Wages in Japan have suffered their sharpest drop since tracking began almost two decades ago, fuelling concerns that the economy will remain under pressure from depressed consumer spending.

The plunge comes as Japan prepares to vote at the end of the month in elections that could topple the long-serving Liberal Democratic Party, with both the incumbents and the rival Democratic Party of Japan, which is leading in the polls, wooing voters with promises of better conditions for workers.

Labour Ministry figures showed monthly wages, including overtime pay and bonuses, slid 7.1 per cent from a year earlier in June to Y430,620, the 13th consecutive decline but the biggest since the data series started in 1990.

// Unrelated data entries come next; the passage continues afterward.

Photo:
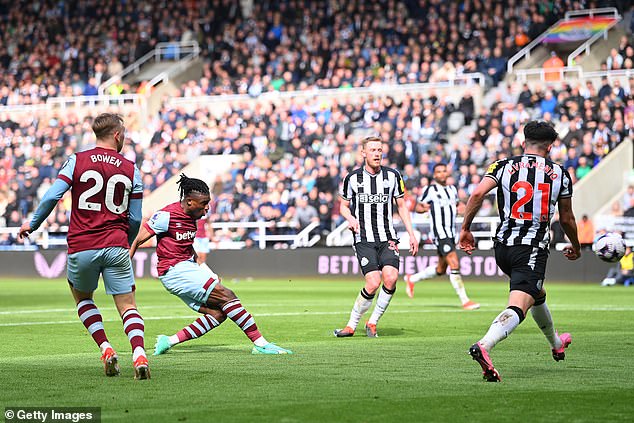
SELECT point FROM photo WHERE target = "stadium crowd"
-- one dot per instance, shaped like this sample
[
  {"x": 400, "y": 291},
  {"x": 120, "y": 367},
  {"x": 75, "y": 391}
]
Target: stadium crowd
[
  {"x": 296, "y": 152},
  {"x": 46, "y": 51}
]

The steep June decline stemmed in large part from deep cuts to bonuses as manufacturers in particular continued to suffer from weak demand. Bonuses, which are generally distributed in June and December, suffered a 14.5 per cent fall from a year ago.

“This kind of drop in bonuses would be unthinkable in normal times,” said Naoki Murakami, chief economist at Monex Securities.

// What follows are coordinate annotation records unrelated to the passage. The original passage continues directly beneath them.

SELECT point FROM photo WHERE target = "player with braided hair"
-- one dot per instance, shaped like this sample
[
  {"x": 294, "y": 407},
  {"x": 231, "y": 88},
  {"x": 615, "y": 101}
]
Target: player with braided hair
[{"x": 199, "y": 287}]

Overtime hours worked continued to fall by double digits, with overtime in the manufacturing sector declining 40 per cent year-on-year. Overtime pay fell 17.7 percent in June from a year earlier.

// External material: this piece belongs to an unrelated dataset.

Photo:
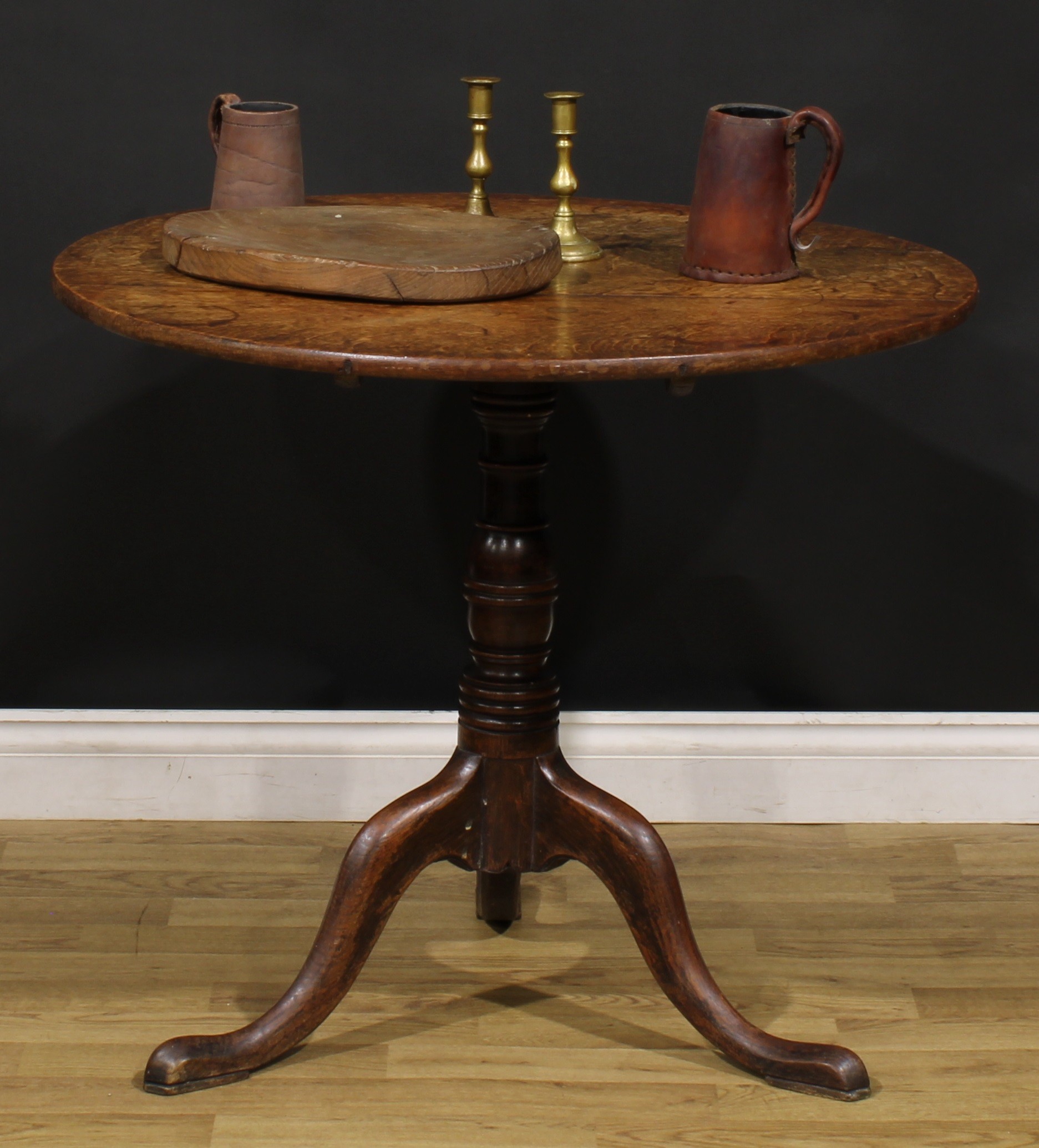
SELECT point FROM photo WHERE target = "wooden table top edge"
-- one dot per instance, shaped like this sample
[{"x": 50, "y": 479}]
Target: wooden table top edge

“In coming months Japan’s unemployment rate is set to rise, with surveys showing the vast majority of firms feel their staffing levels are excessive,” said Nikhilesh Bhattacharyya, an associate economist with Moody’s Economy.com. “The jobs-to-applicant ratio was at a record low in June, while the unemployment rate was just short of a record high.”

For consumers, the drop in wages was somewhat offset by government stimulus measures. Mr Murakami said that incentives to buy fuel efficient vehicles and energy efficient electronic products have had a stronger impact on consumption than many economists had expected. Hybrid cars, for example, have enjoyed firm demand, helping to push vehicle sales back to levels of a year ago.

Combined with one-off government payments, the stimulus measures are likely to have had their strongest impact in the April-June quarter, Mr Murakami said. Overtime hours however rose 2.2 per cent in June from May, reflecting an improvement in industrial production.

Economists warned that the impact of stimulus measures is likely to taper off towards the end of the year, which could hurt consumption. The question is how much the US economy will recover by then and how much this will help Japanese exporters, Mr Murakami said.

The LDP’s policy manifesto pledges to create 2m jobs over the next 3 years and increase household after-tax income by Y1m within 10 years. The DPJ, meanwhile, is proposing an increase in the minimum wage to Y1,000 from about Y700 an hour.